Forecast cones will also be shaded in, instead of hatched, during the day four and day five periods. Currently, the cone is shaded in white for only the first three days.

The NHC will continue to review their products and ask for feedback regarding any future changes.

The changes come ahead of what may be another active hurricane season. More on that is below.

Hurricane Season 2024: An Early Look

El Nino and Southern Oscillation (ENSO): What Is It?

An El Nino is the warm phase of the El Nino and Southern Oscillation (ENSO). The process plays out in the Equatorial (Eastern) Pacific Ocean off the coast of South America. But, temperature anomalies can also be observed in the Central and Western Pacific Ocean.

Normally, trade winds blow from east to west (easterlies) across the Equatorial Pacific, from South America to the Western Pacific. If these winds relax, there is reduced upwelling of colder, deeper water off of South America. This results in warmer water at the surface and the warm-phase El Nino.

Conversely, if the trade winds are stronger, there is more upwelling of colder water, leading to La Nina.

If the sea surface temperatures are at least 0.5° warmer than average for three months, then there is an El Nino. If they are least 0.5 °average than normal for three months, then there is a La Nina. If the sea surface temperatures are within 0.5 °of the long term average, then this is what is called ENSO neutral.

A comparison between El Nino, La Nina, and ENSO-neutral conditions (NOAA, PMEL and TAO Project Office)
A comparison between El Nino, La Nina, and ENSO-neutral conditions (NOAA, PMEL and TAO Project Office)

ENSO phases can further be broken down into their strength. Sea surface temperatures that are between 0.5 ° and 0.9 ° warmer (cooler) than average characterize a weak El Nino (La Nina). Waters between 1.0 ° and 1.4 ° warmer (cooler) than average characterize a moderate El Nino (La Nina).

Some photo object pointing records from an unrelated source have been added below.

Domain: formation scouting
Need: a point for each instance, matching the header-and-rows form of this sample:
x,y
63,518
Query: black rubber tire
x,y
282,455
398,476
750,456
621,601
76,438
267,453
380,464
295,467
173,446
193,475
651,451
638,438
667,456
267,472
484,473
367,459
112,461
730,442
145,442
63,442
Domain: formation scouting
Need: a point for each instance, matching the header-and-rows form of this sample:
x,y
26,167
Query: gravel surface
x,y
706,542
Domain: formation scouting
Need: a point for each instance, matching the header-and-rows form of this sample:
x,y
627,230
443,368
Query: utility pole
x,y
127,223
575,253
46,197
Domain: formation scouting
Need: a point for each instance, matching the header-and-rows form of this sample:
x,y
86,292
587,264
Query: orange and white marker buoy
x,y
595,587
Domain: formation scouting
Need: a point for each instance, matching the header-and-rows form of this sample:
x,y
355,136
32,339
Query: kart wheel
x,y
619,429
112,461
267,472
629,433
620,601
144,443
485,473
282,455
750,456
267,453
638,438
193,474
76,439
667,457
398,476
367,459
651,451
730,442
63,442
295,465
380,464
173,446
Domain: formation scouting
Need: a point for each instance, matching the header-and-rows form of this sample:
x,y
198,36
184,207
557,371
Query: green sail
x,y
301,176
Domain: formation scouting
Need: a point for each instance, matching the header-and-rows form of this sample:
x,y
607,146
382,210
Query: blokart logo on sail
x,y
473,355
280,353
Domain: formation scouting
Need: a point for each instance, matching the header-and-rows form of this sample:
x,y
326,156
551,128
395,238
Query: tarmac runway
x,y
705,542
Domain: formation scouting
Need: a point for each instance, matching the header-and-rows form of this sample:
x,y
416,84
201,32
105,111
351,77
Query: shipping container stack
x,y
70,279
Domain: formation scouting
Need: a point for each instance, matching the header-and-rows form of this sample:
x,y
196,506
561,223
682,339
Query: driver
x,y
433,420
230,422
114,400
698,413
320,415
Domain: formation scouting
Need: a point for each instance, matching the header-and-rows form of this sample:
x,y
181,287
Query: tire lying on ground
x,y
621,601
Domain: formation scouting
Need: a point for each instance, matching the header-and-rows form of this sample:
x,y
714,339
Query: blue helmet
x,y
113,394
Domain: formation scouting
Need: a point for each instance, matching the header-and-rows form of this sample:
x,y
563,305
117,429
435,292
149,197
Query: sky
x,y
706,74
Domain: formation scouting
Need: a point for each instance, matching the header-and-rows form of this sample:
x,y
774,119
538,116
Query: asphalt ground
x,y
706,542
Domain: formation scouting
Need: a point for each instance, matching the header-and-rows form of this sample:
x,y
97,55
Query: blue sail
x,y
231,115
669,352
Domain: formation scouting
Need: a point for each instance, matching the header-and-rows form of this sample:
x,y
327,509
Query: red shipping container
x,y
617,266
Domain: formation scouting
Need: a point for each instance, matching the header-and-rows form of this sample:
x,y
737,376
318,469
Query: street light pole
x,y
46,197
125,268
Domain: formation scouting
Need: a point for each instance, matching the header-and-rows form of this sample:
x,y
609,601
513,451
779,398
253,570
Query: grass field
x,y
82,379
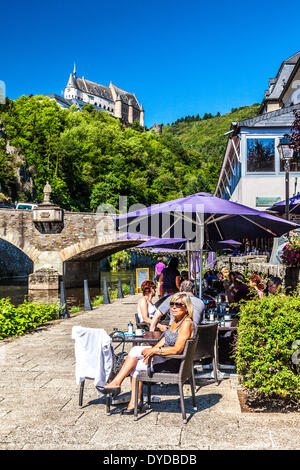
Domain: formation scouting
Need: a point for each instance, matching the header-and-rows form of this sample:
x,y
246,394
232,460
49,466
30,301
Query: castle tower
x,y
142,115
118,107
130,111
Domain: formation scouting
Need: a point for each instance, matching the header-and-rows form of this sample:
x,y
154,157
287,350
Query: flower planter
x,y
292,277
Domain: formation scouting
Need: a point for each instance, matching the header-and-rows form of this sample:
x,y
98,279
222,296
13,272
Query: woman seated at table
x,y
146,308
173,342
256,284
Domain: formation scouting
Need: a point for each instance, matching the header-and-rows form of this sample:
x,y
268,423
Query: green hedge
x,y
15,321
266,348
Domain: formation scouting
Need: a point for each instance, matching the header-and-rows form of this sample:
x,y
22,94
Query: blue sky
x,y
180,58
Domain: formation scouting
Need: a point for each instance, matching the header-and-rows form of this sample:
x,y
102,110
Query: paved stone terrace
x,y
39,402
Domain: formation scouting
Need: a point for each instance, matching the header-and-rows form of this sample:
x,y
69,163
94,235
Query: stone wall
x,y
13,261
85,238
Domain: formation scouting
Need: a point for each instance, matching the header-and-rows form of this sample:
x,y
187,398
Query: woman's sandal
x,y
126,411
110,390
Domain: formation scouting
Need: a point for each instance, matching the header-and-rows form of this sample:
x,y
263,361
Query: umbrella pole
x,y
200,273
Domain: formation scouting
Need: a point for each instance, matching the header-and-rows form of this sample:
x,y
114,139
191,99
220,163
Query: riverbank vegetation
x,y
16,321
91,158
268,351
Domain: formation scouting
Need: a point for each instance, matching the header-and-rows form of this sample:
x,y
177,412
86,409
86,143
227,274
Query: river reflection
x,y
17,289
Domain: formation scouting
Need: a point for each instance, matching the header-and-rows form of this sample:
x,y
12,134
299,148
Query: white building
x,y
112,99
252,173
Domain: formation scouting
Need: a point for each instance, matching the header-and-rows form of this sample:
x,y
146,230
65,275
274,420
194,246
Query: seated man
x,y
164,309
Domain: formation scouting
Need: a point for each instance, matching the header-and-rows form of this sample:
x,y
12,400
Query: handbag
x,y
118,358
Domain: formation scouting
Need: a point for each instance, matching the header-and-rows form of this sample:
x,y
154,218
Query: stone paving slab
x,y
39,402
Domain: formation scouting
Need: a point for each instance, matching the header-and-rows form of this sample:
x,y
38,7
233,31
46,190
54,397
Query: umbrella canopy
x,y
221,218
175,243
226,245
229,242
294,205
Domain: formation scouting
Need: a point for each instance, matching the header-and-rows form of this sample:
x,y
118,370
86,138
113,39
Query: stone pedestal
x,y
46,278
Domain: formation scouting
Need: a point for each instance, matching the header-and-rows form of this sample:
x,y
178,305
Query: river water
x,y
17,289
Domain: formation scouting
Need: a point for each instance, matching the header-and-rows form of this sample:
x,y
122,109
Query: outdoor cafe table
x,y
150,337
230,325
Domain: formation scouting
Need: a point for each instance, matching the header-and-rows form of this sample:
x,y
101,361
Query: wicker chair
x,y
207,346
143,325
186,373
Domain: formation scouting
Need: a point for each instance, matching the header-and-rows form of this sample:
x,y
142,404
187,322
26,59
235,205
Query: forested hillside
x,y
90,158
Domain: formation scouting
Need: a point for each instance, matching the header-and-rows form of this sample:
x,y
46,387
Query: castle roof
x,y
96,89
278,85
93,88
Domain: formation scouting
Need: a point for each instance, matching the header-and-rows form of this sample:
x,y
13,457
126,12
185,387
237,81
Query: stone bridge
x,y
73,254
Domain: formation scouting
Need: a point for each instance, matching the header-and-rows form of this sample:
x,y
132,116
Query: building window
x,y
260,155
294,163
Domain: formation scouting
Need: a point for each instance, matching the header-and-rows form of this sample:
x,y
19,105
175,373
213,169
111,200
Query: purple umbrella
x,y
221,218
176,243
294,205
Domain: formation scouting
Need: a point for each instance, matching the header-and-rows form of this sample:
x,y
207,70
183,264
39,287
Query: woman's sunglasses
x,y
176,304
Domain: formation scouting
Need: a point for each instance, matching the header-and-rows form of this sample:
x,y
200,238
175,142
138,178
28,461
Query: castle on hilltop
x,y
112,99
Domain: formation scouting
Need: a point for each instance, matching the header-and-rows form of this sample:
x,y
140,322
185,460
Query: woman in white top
x,y
146,309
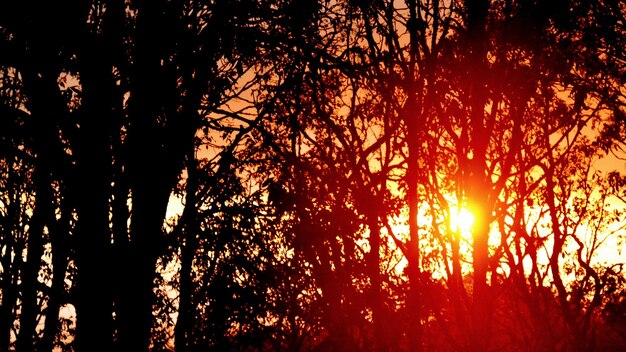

If sea surface temperatures are between 1.5 ° and 1.9 ° warmer (cooler) than average characterize a strong event. If the anomalies are 2 ° or greater, then the event is defined as very strong.

The Oceanic Nino Index (ONI) is the measurement used to classify these Nino events. It takes into account the waters off of South America. Another metric, the Southern Oscillation Index, measures the sea level pressure different between Tahiti and Darwin, Australia.

ENSO: How Does It Affect Seasonal Activity and Tracks?

What happens in the ocean off of South America couples itself to the atmosphere, leading to global climatic effects.

In an El Nino, there is greater wind shear. Typically, hurricanes move east to west in the Atlantic Ocean. But, El Nino results in higher winds blowing west to east at higher levels. This rips apart developing storms.

Furthermore, warmer, unstable air will rise over the Pacific Ocean. But in the Atlantic, cooler, drier more unstable air sinks. This lack of instability also puts a lid on activity, and most seasons finish below average.

For reference, the 30-year average for seasonal activity is 14 named storms, seven hurricanes, and three major hurricanes (Category 3 or higher).

In La Nina events, this is flipped. There is much less wind shear but higher instability over the Atlantic Basin, leading to most seasons finishing above average. In ENSO-neutral years, there are no significant departures from average.

La Nina’s impact on hurricane season (NOAA/climate.gov)
La Nina’s impact on hurricane season (NOAA/climate.gov)
El Nino’s impact on hurricane season (NOAA/climate.gov)
El Nino’s impact on hurricane season (NOAA/climate.gov)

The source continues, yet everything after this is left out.